My Dad had an old Series 2 Land Rover tray back ute and a couple of different sized canvas tents. We’d think nothing of it, bashing along old bush tracks, Mum and Dad in the front, the kids and the dog sliding around in the tray. We’d get to our spot, set up and that’d be us for the next week or two. Good times were had!
Then along came my own kids and we continued on with the tradition. Rather than a week or two in a beach side national park or outback riverside oasis, we moved more towards extended, nomadic touring. We began planning trips with multiple stops. Two weeks became three then four and before we knew it we started experiencing holidays where the journey itself was part of the adventure.
As our camping style began to change, so too did our vehicle and camping gear.

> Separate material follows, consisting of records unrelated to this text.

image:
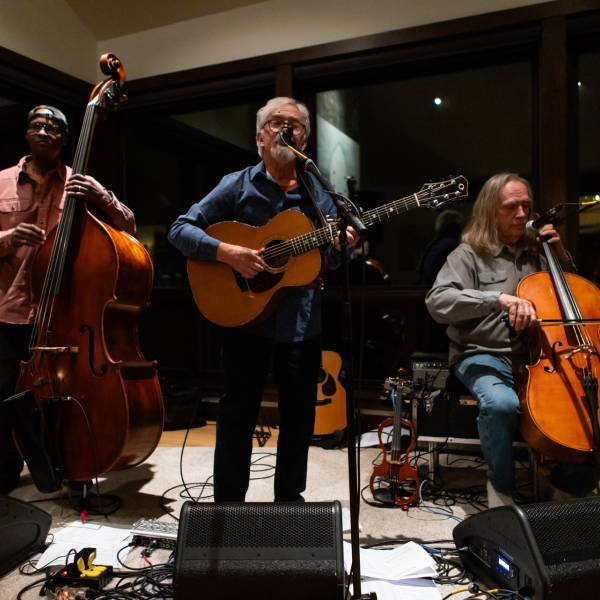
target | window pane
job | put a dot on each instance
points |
(394, 137)
(588, 260)
(174, 160)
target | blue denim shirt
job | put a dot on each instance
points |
(250, 196)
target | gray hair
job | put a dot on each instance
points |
(481, 231)
(263, 114)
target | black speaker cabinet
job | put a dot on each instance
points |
(548, 550)
(259, 550)
(23, 531)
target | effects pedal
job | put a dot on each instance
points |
(161, 534)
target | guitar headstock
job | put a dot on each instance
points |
(440, 193)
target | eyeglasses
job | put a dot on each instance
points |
(49, 127)
(276, 124)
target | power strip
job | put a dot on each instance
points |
(159, 534)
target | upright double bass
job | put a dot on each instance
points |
(559, 400)
(97, 398)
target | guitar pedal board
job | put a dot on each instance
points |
(437, 415)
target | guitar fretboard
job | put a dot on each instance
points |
(444, 192)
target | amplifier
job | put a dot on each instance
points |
(429, 371)
(232, 550)
(545, 551)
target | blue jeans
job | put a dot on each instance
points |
(490, 379)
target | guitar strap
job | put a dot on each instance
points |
(307, 184)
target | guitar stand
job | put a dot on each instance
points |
(347, 361)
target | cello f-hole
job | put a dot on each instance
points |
(104, 367)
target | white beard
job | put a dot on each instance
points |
(281, 154)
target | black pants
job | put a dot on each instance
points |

Our vehicle changed from a soft roader (which I might add, took us to some pretty damn good camping spots) to an off-roader and finally settled on our current 4X4 – my trusty Toyota Prado 150.
So if you’re contemplating kitting yourself out for touring, here’s a list of gear you could consider to keep you rolling comfortably for weeks on end.

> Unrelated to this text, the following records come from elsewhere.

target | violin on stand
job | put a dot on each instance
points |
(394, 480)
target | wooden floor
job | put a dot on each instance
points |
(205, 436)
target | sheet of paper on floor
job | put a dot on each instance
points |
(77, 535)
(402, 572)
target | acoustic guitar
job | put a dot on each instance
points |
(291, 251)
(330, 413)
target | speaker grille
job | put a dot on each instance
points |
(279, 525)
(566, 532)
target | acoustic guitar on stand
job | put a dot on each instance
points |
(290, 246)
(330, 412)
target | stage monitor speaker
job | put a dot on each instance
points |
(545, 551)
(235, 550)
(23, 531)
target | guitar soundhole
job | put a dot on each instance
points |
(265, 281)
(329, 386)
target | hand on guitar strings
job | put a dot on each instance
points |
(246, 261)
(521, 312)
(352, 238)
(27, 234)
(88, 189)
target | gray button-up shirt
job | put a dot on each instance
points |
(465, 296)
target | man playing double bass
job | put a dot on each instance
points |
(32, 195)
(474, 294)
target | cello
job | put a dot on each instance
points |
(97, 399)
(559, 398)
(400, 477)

If you’ve travelled through the outback, you’ll have seen how much road kill is about and I wouldn’t leave home without knowing I have some front on protection from a rogue roo or emu.
Although rarely used, a bar-mounted winch is one of those modifications that can be a real blessing when the going really gets tough.
To say these lights are simply awesome wouldn’t do them justice and I consider these a real safety feature by allowing me to see a long way ahead as well as a decent spread of light either side of the road.
Keeping in mind that we regularly travel through some pretty rugged country towing an off-road camper (and also conscious of the additional front end weight the bar and winch add to the vehicle), we decided to upgrade the suspension with a full TJM XGS Gold Suspension Kit.
Situated under the bonnet, the air filter is the weak point in deep river crossings and keeping this high and dry is paramount. This is where the snorkel comes in by moving the actual air intake to a higher position, level with the roof line.
Expecting a mix of driving conditions, I opted for an all terrain tyre choice. The first set lasted just over 80,000 kilometres and with 40,000 kilometres clocked up on my second set of BFG AT’s, there’s still plenty of rubber yet to hit the road.
Probably one of the handiest pieces of kit I’ve added would be the 2.5m TJM awning. Mostly used in hot and sunny conditions, keeping us cool while we stop for a bite to eat. More recently though, it’s also saved us from a drenching or two and acts as a great little shelter above the kids in their swags.
Holding the awning up is my Rhino Rack Pioneer Roof Tray. It carries everything from the kids’ swags (theres three of them), spare wheel, shovel and high lift jack, through to the two spare jerry cans. Remember to try and keep your roof weight to a minimum!
Underneath the Prado and protecting the transmission, sump and steering components is a suit of armour which ensures I don’t cop a radiator puncture from a rogue stick or flying gibber rock.
A ‘must’ for any remote travel is an ability to communicate, and arguably one of the most common forms of communication is a UHF Radio. I run a GME TX3340 with the controls on the mic itself. This way I can adjust the channel and volume settings without needing to look at the radio unit.
Taking the ‘she’ll be right’ approach to tyre pressure is a common mistake in off-road travel. I run Hannibal Safari’s ‘SensaTyre’ wireless tyre pressure monitoring system which takes the guesswork out by keeping tyre pressure forefront of mind.
Re-inflating my tyres to the right pressure is a TJM Air Compressor.
Don’t leave home without it! My kit contains everything you need to help get you out of trouble, including snatch straps, a tree trunk protector, winch recovery blanket and rated bow shackles.